Jung Min Ha1,Jong Hyun Park2,Young Wook Noh2,Myoung Hoon Song2,Han Young Woo1
Korea University1,Ulsan National Institute of Science and Technology2
Jung Min Ha1,Jong Hyun Park2,Young Wook Noh2,Myoung Hoon Song2,Han Young Woo1
Korea University1,Ulsan National Institute of Science and Technology2
Defects in perovskite solar cells (PSCs) significantly hinder their efficiency and stability. To tackle this challenge, our study explores the potential of two distinct π-conjugated polyelectrolytes (CPEs), MPS2-TEA and PCPDTBT2-TMA, as additives in PSCs. Unlike previous approaches where CPEs primarily served as interlayers or charge transporters, our focus is on their direct impact within the perovskite layer for defect passivation. Through thorough analysis, we observe that MPS2-TEA exhibits superior defect passivation compared to PCPDTBT2-TMA. This difference is attributed to the highly conductive nature of MPS2-TEA, enabling efficient mitigation of defects within the perovskite layer. In contrast, PCPDTBT2-TMA's self-doping effect, along with its negative sulfonate groups stabilizing polarons, reduces its effectiveness in defect passivation.
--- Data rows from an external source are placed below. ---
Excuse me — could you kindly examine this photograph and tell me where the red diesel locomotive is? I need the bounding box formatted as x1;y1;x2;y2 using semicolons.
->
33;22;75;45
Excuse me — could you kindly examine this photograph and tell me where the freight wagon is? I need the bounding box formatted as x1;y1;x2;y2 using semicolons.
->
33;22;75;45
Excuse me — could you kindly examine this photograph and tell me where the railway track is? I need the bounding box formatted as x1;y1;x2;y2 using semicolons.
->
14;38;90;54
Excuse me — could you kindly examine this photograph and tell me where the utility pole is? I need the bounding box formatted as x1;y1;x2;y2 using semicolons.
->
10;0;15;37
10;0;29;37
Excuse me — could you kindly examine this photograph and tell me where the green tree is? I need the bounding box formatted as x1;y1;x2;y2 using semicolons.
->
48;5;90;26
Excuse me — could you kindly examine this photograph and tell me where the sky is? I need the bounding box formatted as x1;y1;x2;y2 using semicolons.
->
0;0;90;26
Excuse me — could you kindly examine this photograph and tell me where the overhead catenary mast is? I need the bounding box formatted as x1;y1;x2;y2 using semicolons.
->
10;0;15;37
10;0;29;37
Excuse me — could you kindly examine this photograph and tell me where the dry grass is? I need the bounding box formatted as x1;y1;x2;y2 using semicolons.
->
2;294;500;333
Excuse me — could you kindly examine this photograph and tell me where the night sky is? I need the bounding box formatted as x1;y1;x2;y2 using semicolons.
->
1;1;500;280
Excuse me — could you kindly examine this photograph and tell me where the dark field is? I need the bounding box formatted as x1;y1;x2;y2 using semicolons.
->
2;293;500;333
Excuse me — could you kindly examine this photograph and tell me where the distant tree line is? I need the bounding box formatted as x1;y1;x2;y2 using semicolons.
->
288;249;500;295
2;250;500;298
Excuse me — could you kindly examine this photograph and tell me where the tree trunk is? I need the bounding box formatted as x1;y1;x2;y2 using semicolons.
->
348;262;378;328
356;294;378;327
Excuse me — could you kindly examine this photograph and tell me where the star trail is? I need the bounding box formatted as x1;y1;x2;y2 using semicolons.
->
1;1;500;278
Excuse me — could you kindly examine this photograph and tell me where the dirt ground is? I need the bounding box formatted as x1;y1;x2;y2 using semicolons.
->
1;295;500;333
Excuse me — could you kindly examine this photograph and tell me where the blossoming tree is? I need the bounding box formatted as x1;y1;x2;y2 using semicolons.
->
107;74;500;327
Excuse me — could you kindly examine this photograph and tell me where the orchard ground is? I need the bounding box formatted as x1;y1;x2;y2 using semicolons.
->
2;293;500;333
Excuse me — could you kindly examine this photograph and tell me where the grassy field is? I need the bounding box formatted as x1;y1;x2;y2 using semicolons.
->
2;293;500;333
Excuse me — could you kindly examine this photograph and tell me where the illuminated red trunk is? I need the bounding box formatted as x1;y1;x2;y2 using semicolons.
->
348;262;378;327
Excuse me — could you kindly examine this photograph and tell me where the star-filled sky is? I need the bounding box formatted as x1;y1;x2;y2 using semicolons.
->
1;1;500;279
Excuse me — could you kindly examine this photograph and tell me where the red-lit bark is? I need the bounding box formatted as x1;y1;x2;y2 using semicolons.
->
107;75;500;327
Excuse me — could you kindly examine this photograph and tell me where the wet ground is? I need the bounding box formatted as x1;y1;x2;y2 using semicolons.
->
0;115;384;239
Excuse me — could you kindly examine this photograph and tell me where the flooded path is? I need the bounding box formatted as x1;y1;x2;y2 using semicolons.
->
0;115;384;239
The integration of MPS2-TEA into PSCs results in remarkable outcomes. The inverted perovskite solar cell with MPS2-TEA achieved notable power conversion efficiencies (PCEs) of 22.7% retaining over 87.3% of their initial PCE after 960 hours of continuous 1-sun illumination and maintaining 89% of PCE after 850 hours at 85°C in a nitrogen glovebox without encapsulation.